Multiple Regression III

class: center, middle, inverse, title-slide

# Multiple Regression III

---

## Last time...

* Model comparison
* Categorical predictors/dummy coding

### Today...

*ANOVA (the 611 version)

It's important to note that by covering dummy coding a categorical variable, we have already covered ANOVA -- there is nothing more you can learn from this technique that the omnibus test of that model will not tell you.

---

## Example

Participants performed an eye-hand coordination task while subjected to periodic 3-second bursts of 85 dB white noise played over earphones. The task required participants to keep a mouse pointer on a red dot that moved in a circular motion at a rate of 1 revolution per second.
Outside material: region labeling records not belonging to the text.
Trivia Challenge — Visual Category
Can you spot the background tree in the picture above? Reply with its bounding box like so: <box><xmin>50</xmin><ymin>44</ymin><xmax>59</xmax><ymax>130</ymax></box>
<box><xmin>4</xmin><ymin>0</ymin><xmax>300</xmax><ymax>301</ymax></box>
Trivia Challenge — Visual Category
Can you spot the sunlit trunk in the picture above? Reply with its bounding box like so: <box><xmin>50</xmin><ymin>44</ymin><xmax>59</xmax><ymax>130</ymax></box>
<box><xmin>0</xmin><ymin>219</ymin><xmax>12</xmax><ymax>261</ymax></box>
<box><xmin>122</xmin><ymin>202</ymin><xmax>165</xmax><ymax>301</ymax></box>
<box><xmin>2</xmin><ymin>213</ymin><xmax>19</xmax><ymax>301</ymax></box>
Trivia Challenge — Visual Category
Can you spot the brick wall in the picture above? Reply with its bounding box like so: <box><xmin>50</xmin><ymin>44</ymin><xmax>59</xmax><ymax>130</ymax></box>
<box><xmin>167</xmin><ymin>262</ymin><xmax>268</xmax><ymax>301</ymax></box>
Participants performed the task until they allowed the pointer to stray from the rotating dot 10 times.  The time (in seconds) at the 10th failure was recorded and is the outcome measure.

![](images/dot.jpg)
---

### Example

The participants were randomly assigned to one of four noise conditions:

* controllable and predictable noise
* uncontrollable but predictable noise
* controllable but unpredictable noise
* uncontrollable and unpredictable noise.

When noise was predictable, the 3-second bursts of noise would occur regularly every 20 seconds.

When noise was unpredictable, the 3-second bursts would occur randomly (although every 20 seconds on average).

---
When noise was uncontrollable, participants could do nothing to prevent the noise from occurring.

When noise was  controllable, participants were shown a button that would prevent the noise, but they were told, "the button is a safety measure, for your protection, but we would prefer that you not use it unless absolutely necessary." No participants actually used the button.

Why is it important that the button was never used?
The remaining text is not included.